KAI BRANT TO RELEASE NEW RECORD
Kai Brant's upcoming record will highlight her favorite smokey jazz classics alongside Grammy-winning drummer Peter Erskine (Weather Report, Diana Krall, Jaco Pastorius), legendary double bassist Chuck Berghofer (Nancy Sinatra, Sarah Vaughn, Michael Bublé), and renowned pianist Tom Ranier (Natalie Cole, Barbara Streisand, Shirley Bassey). **The record release date of October, 2020 has been postponed due to Covid19.
Kai Brant debuts with The Las Vegas Jazz Trio - CD Review by Scott Yanow
Kai Brant and the Las Vegas Jazz Trio have been a fixture in the Las Vegas area since 2012. Kai Brant has a quietly appealing voice, a subtle style, and generates a great deal of inner heat in her singing. While she pays respect to each song’s lyrics and melody, her swinging phrasing gives a spontaneous feel to the music and marks her as a jazz singer.
Getting Some Fun Out Of Life is the recording debut for Kai Brant with her Las Vegas Trio. The singer is joined by pianist Dan Ellis (who contributes many concise solos) and the solidly supportive team of bassist Justin Vogel and drummer Andrea D’Angelo. They perform nine songs that are among their most popular with audiences. Some tunes are better known standards than others but all fit the unit’s style.
This enjoyable set begins with a light-hearted version of “Me, Myself And I,” one of three songs on the program that is identified with Billie Holiday. Taken slightly slower than expected, “Me Myself And I” finds Kai Brant displaying phrasing similar to Lady Day’s.
“The Girl From Ipanema” is a tune that fits Kai's soft voice quite well. She is clearly inspired by Ellis’ stride piano on “Getting Some Fun Out Of Life” and excels on the always-seductive song “Whatever Lola Wants” which is given a tango feel.

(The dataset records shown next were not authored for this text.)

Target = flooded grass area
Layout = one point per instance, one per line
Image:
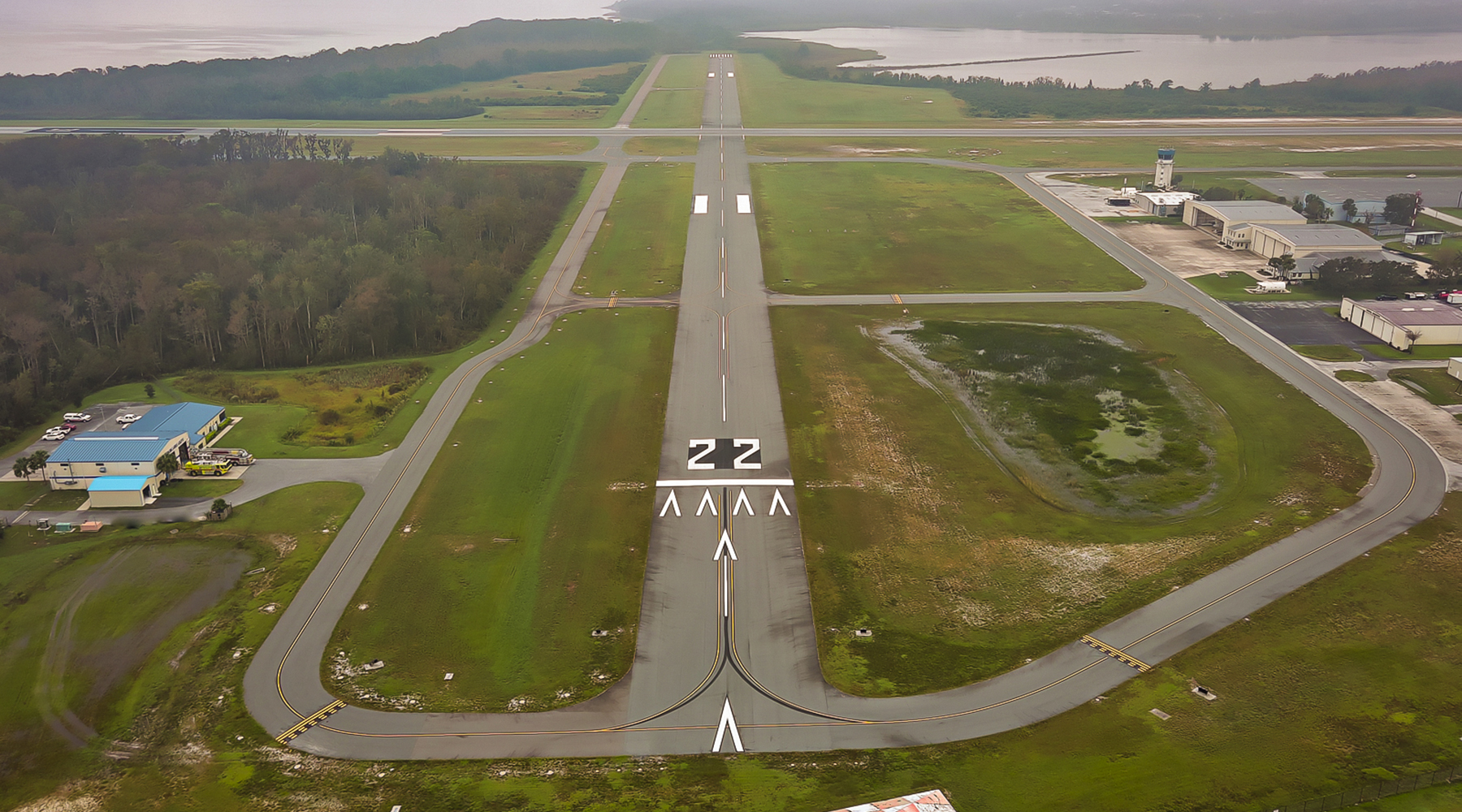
(946, 538)
(1091, 424)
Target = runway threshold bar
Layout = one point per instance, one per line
(1116, 653)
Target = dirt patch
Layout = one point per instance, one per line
(107, 662)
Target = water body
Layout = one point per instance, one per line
(60, 36)
(1113, 60)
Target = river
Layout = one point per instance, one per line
(1113, 60)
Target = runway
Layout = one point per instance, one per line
(725, 654)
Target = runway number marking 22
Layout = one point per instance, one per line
(740, 453)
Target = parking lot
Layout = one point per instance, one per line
(1304, 323)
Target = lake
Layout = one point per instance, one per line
(58, 36)
(1187, 60)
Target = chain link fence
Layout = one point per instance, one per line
(1378, 790)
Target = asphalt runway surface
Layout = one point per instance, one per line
(725, 653)
(1304, 325)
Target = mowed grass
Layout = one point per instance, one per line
(884, 228)
(769, 98)
(1432, 383)
(641, 246)
(679, 97)
(1138, 152)
(530, 529)
(961, 568)
(189, 671)
(1235, 288)
(1328, 352)
(456, 146)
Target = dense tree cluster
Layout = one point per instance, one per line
(1347, 276)
(123, 259)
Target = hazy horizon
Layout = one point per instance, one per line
(67, 34)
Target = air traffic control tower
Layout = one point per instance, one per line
(1164, 175)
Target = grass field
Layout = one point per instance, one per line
(676, 145)
(195, 488)
(530, 529)
(1233, 290)
(1328, 352)
(641, 246)
(679, 95)
(769, 98)
(1432, 383)
(473, 146)
(1138, 152)
(153, 658)
(876, 228)
(263, 427)
(1200, 181)
(964, 570)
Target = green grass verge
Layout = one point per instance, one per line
(884, 228)
(1328, 352)
(641, 246)
(535, 528)
(670, 146)
(964, 570)
(188, 667)
(1233, 290)
(1136, 152)
(769, 98)
(1432, 383)
(197, 488)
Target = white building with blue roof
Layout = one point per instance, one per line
(120, 468)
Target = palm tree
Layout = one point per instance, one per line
(167, 464)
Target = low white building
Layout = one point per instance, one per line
(1162, 203)
(1405, 325)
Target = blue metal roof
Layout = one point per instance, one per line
(111, 447)
(117, 484)
(177, 418)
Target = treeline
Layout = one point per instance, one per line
(1434, 88)
(334, 85)
(124, 259)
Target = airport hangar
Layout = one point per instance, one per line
(120, 468)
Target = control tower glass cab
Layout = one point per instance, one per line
(1162, 179)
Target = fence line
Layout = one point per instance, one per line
(1376, 792)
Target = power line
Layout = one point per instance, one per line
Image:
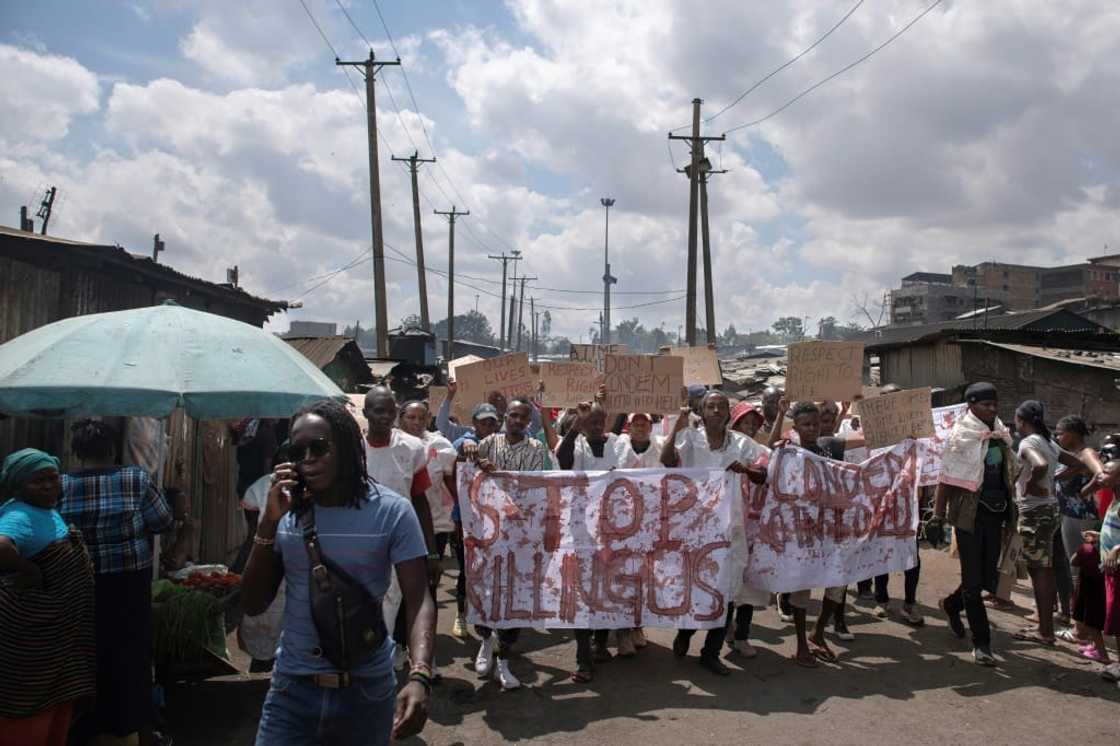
(343, 8)
(838, 73)
(780, 67)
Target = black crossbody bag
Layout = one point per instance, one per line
(347, 618)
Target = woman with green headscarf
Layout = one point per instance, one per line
(47, 653)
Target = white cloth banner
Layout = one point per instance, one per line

After a swinging rendition of “Comes Love” (which Holiday immortalized in the 1950s), the group performs an assertive version of the Louis Jordan hit “Is You Is Or Is You Ain’t My Baby.” On “Walkin’ After Midnight,” which is inspired by Patsy Cline’s recording, bassist Vogel gives listeners the image of someone walking and Ellis takes his most rewarding piano solo of the set. A passionate version of “Back To Black” (made famous by Amy Winehouse) is an effective change of pace for Kai Brant before the joyful closer, “Route 66.”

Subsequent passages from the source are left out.